Bugün var olan kapitalist devletler olmasaydı sanırım daha adil bir düzen olurdu. Mesela patronlar bugün olduğu gibi işçiyi sömüremez, ev sahipleri kiracıların paralarını gasp edemez, bankaların faiz yoluyla halkı sömürmesi mümkün olmaz, ırkçılık bu derece körüklenmezdi. Evet, kaos ve karmaşa hakim olurdu belki ama en azından hiç kimse diğerine oranla daha özel olmaz, özel kanunlarla korunmaz, herkes eşit şartlarda olurdu.



Tüm kapitalist ülkelerin devlet düzen(sizliğ)i, zenginlerin kontrol ettiği bir zulüm ve zorbalık hegemonyasından başka bir şey değildir. Bu tür ülkelerde mülk zenginler arasında dönüp dolaşan bir devlete dönüşmüş, o diyardan huzur, adalet, eşitlik, kardeşlik ve benzeri tüm erdemler göçüp gitmiştir. Huzursuzluk, zulüm, düşmanlık, kargaşa ve tüm kötülükler hüküm sürmeye başlamıştır.



Dolayısıyla devlet, zenginleri koruyan bir güç olmaktan da öte zenginlerin korunmak için kurdukları bir örgüttür ancak; çünkü kapitalist devlet, mülk sahipleriyle var olmuş, adeta ücreti kapitalist iş adamı tarafından ödenen taşeron bir terör örgütüne dönüşmüştür. Kısaca kapitalist ülkeler devlet değil, zenginlerin para karşılığında kiralamış oldukları satılık işbirlikçi, taşeron örgütlerdir.

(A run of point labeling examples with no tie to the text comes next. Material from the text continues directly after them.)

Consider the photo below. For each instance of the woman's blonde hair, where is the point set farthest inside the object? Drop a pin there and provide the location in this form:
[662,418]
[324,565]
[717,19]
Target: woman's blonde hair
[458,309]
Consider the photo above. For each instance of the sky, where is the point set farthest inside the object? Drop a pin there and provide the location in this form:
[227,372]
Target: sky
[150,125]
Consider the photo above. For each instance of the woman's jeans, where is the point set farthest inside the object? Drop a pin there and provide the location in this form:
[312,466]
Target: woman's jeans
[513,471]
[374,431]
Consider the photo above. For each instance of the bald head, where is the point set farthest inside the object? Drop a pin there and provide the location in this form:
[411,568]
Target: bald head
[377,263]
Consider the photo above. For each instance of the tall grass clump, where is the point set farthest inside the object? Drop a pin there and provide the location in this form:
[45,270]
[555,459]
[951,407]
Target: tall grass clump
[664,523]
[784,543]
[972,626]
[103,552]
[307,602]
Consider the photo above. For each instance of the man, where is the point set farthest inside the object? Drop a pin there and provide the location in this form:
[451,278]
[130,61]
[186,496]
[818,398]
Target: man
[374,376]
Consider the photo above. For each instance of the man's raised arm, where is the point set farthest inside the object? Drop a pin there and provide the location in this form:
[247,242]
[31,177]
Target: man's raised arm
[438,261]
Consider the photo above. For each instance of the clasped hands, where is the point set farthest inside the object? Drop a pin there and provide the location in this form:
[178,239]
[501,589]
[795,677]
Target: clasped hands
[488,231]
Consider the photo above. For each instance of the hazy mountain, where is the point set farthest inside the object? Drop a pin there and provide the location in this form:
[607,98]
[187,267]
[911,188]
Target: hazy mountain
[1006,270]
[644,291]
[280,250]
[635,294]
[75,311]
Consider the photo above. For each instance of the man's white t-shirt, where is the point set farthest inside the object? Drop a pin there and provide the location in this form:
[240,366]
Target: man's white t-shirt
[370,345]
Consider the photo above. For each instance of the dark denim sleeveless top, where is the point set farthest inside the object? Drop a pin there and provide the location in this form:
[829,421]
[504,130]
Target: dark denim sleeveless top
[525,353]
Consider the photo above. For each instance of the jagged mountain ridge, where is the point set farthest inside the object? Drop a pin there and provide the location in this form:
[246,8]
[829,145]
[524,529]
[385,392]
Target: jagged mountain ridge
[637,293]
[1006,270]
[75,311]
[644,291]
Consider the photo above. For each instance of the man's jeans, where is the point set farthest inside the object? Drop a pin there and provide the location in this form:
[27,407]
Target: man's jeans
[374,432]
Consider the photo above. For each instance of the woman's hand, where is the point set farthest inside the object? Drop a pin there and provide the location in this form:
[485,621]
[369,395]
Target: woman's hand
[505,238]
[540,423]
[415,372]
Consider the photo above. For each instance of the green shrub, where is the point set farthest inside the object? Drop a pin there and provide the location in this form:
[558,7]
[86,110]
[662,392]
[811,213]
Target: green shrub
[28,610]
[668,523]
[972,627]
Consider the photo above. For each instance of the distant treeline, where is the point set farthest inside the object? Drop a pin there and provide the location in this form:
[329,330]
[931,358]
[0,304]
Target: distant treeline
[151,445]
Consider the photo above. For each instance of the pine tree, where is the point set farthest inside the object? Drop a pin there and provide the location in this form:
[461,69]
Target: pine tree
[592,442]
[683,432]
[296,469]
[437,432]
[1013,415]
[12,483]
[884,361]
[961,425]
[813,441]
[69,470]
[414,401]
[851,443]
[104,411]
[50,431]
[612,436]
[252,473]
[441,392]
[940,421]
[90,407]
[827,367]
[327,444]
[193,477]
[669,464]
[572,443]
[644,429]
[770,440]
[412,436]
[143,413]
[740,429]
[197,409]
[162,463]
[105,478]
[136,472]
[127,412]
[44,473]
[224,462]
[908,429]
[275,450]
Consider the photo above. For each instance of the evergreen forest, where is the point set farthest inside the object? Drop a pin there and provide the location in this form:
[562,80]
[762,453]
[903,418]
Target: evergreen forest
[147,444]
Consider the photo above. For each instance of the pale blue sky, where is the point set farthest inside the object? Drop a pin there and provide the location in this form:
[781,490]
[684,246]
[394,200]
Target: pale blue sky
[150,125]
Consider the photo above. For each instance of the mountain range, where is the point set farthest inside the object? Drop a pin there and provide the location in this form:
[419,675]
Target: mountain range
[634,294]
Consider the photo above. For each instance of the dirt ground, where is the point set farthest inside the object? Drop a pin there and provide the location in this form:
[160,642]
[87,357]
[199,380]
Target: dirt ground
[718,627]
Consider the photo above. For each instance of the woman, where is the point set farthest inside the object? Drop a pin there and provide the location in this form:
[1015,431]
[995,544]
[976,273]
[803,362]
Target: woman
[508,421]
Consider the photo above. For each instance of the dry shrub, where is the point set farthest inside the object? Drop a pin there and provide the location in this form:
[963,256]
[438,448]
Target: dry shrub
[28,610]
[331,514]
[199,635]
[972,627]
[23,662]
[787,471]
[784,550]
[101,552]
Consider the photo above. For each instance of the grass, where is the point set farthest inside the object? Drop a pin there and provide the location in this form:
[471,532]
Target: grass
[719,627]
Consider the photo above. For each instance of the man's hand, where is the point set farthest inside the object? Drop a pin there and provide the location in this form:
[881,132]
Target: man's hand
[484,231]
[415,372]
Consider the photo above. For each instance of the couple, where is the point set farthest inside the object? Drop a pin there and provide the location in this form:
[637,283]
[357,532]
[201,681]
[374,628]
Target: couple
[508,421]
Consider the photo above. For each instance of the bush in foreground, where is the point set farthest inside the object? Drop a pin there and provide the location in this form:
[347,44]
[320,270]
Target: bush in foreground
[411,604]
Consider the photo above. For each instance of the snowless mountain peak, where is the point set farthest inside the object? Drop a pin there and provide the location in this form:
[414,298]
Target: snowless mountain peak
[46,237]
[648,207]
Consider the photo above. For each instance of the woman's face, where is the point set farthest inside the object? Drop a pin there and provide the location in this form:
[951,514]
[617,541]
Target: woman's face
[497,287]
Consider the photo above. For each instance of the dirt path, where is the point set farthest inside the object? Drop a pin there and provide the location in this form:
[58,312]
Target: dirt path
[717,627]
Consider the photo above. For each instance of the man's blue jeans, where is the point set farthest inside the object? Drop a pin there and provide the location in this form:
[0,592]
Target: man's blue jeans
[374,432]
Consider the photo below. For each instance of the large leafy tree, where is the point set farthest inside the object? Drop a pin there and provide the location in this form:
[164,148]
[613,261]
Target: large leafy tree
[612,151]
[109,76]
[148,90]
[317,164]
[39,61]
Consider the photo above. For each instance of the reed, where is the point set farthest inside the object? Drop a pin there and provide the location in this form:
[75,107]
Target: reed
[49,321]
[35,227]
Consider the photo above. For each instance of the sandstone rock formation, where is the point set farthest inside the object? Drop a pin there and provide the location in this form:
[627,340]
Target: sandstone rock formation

Bu tür ülkelerde demokrasi de ancak halkı aldatma adına uydurulmuş bir yalandan öteye geçmez. Yaşam imkân ve olanakları ellerinden alınmış olan insanların fikirlerini ifade etme şansları dahi yoktur; her ne kadar varmış gibi gösterilse de. Çünkü öylesine mağdur edilmişlerdir ki, evlerine ekmek dahi götüremezler, kölece çalışmak zorunda bırakılmışlardır, borç-harç içerisindedirler. Ne kültürel olarak gelişme şansları, ne sağlıklı bir hayat, ne düzgün bir eğitim şansı verilmez onlara. Bu durumda bir devletten, adaletten, demokrasiden söz etmemiz mümkün değildir.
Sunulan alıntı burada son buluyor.